Fabrikbesitzer in Asien begründen knappe Löhne und schlechte Ausstattungen mit Preisdruck: «Die Einkäufer wollen keinen Cent mehr bezahlen», klagt etwa Purnomo Narmiadi, Chef eines indonesischen Arbeitgeberverbandes. Eher drohten sie mit Abwanderung in ein billigeres Produktionsland. Einkäufer wie C&A sagen, dass die Verbraucher keine höhere Preise akzeptieren.
«Die Ära der Billigwaren ist bald vorbei», sagt Jill Tucker von der Initiative der Internationalen Arbeitsorganisation (ILO) für bessere Fabriken in Kambodscha voraus.

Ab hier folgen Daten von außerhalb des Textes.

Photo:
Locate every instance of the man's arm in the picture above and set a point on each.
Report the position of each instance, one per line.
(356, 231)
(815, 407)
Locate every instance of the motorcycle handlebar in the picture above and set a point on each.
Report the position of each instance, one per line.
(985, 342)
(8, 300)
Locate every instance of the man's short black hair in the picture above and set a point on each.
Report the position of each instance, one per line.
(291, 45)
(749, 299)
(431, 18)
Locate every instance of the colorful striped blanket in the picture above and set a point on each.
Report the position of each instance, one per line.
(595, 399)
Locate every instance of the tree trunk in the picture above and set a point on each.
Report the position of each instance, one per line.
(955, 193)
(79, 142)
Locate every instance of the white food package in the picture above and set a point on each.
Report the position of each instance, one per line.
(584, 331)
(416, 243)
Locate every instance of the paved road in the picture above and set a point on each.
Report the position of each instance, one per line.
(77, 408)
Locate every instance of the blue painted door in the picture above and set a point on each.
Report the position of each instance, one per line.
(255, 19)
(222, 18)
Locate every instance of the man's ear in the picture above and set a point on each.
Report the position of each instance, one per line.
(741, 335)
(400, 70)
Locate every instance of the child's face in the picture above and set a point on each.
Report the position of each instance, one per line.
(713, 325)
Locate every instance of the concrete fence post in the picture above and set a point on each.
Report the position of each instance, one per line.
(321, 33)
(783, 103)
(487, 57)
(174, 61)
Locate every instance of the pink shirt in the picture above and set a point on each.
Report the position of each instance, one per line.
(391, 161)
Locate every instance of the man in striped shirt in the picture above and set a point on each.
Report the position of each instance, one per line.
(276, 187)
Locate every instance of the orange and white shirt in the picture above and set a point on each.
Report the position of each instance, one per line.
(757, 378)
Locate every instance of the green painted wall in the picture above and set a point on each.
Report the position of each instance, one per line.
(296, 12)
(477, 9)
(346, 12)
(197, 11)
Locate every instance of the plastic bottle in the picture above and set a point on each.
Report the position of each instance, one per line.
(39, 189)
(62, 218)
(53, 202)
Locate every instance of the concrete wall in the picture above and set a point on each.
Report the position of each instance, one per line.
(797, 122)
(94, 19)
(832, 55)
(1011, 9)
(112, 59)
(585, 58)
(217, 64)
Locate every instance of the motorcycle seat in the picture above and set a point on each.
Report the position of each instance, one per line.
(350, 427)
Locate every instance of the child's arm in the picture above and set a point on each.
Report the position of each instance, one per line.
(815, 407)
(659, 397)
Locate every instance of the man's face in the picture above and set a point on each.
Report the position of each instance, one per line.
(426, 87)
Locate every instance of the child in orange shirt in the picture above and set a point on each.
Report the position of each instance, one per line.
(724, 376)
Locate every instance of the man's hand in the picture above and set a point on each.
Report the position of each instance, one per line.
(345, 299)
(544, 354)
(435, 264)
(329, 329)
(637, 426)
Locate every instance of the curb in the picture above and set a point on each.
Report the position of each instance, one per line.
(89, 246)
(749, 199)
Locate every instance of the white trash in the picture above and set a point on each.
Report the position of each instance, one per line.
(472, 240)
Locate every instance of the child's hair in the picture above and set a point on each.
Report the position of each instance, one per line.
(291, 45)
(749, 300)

Verbraucher seien diejenigen, die am meisten für die Arbeiter in Asien tun könnten: «Wer in Deutschland einen Schuh kauft, sollte auf den Hersteller schauen und sich erkundigen, ob der für faire Arbeitskonditionen eintritt», sagt sie. «Einkäufer, die auf ihren Ruf bedacht sind, sind zu höheren Löhnen bereit und finanzieren Arbeitsverbesserungen». Auf ihren Ruf bedachte Firmen haben gerade ein Abkommen über mehr Sicherheit in den Fabriken von Bangladesch unterzeichnet, darunter H&M, C&A, Tschibo, Primark und Aldi.
Im bitterarmen Kambodscha sind die 600 Textil- und Schuhfabriken zusammen größter Arbeitgeber und Devisenbringer. Etwa zwei Drittel produzieren für den Export, die anderen sind Zulieferer. Das Land ist mit 15 Millionen Einwohnern deutlich kleiner als Bangladesch und hat zehn Mal weniger Fabriken. «Wir haben nicht dieselben Probleme hier», sagt Tucker. Unter anderem gebe es Gewerkschaften, und die ILO überwache die Textilfabriken. Die renommierte Stanford-Universität war allerdings nicht so begeistert von der ILO-Arbeit: Die Initiative für bessere Fabriken schütze mehr die Interessen der Fabrikbesitzer als Arbeiter vor Ausbeutung, heißt es in ihrem Bericht.
«60 Prozent der Fabriken in Kambodscha arbeiten für ausländische Hersteller, die wegen Verbraucherdrucks auf ihren Ruf achten müssen», sagt dagegen Tucker. Viele Hersteller kommen aus den USA und Europa. Asiatische Einkäufer hätten weniger Druck, entsprechend schlechter seien die Fabriken, in denen sie produzieren lassen.